I have a presentation to write, practise and present for Monday. I went out last night.
It was a friend's birthday barbecue. So I mingled, and I chatted and I didn't eat much and I haven't drunk in ages, so I was more than a little bit tipsy on only half a glass of wine. But it was fun. And I felt quite young, seeing as the friend is a postgraduate, consequently, most of his friends are of a similar age or status. And I felt quite girly, as the friend is male and studies science, so most of his friends are also boys. Or men, if you think mid-twenties is probably old enough to not be a boy anymore.
Later, we went out to a bar and onto a club, but the birthday boy and various friends went home and in the end it was just three girls.
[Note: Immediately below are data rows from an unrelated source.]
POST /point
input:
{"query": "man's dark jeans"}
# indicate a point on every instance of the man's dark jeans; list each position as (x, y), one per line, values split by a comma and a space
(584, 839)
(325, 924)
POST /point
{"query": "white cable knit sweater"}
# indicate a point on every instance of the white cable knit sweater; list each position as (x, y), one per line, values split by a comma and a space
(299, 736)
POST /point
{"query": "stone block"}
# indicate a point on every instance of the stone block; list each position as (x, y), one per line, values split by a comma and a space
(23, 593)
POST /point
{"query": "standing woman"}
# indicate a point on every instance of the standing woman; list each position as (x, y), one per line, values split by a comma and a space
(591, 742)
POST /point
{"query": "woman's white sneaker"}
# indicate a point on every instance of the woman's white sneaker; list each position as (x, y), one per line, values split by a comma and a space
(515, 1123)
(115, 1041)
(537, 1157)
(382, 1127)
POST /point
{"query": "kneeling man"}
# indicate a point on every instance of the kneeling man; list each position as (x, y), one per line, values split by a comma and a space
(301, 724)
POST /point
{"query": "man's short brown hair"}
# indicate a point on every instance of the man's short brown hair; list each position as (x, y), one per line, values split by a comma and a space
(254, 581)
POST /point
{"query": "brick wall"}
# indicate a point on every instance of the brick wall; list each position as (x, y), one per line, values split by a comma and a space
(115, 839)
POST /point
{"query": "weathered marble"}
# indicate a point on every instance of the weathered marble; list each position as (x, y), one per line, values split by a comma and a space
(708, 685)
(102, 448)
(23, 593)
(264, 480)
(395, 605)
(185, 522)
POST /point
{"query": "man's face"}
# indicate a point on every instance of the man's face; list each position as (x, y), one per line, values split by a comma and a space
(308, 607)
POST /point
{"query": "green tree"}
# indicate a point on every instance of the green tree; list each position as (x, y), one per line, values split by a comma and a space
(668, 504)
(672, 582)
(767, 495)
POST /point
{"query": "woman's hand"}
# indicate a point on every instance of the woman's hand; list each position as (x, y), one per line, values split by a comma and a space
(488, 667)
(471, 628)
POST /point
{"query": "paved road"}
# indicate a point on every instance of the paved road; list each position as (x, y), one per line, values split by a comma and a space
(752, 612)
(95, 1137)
So I sat in the middle and I got my ear chewed off, hearing from my right and my left about boys, high hopes and dashed dreams. Although, I could see this coming from a mile off, what can you say to comfort a girl when that happens? Because, sweetie, it's clear he's just not that into you, there's no maybes about it. And I know you can't forget, and I know it's hard to stop wanting and I know it's mighty frustrating waiting for something that may never come about, but now you've bitten the bullet and asked the question, so somehow, somehow, you just have to let it go. It's horrible being rejected, it really is, but it's better to try than to never know.
Don't ask; don't get.
So, we stayed in the club 'til gone three am; they bought some chips; we met some new friends and all of a sudden, it's light outside and I'm going to bed at the time that my alarm should go off. Crazy. I am very, very tired and I have absolutely lost all motivation to study at all. I went past the point of caring a while back, and it's terrible, but I just can't do it. I've spent the day listening to the radio and identifying with almost every song they play. I've eaten waffles and pasta and cheese and flapjack. I haven't had enough sleep. I want to cry. A lot.
This blog has become awfully autobiographical of late.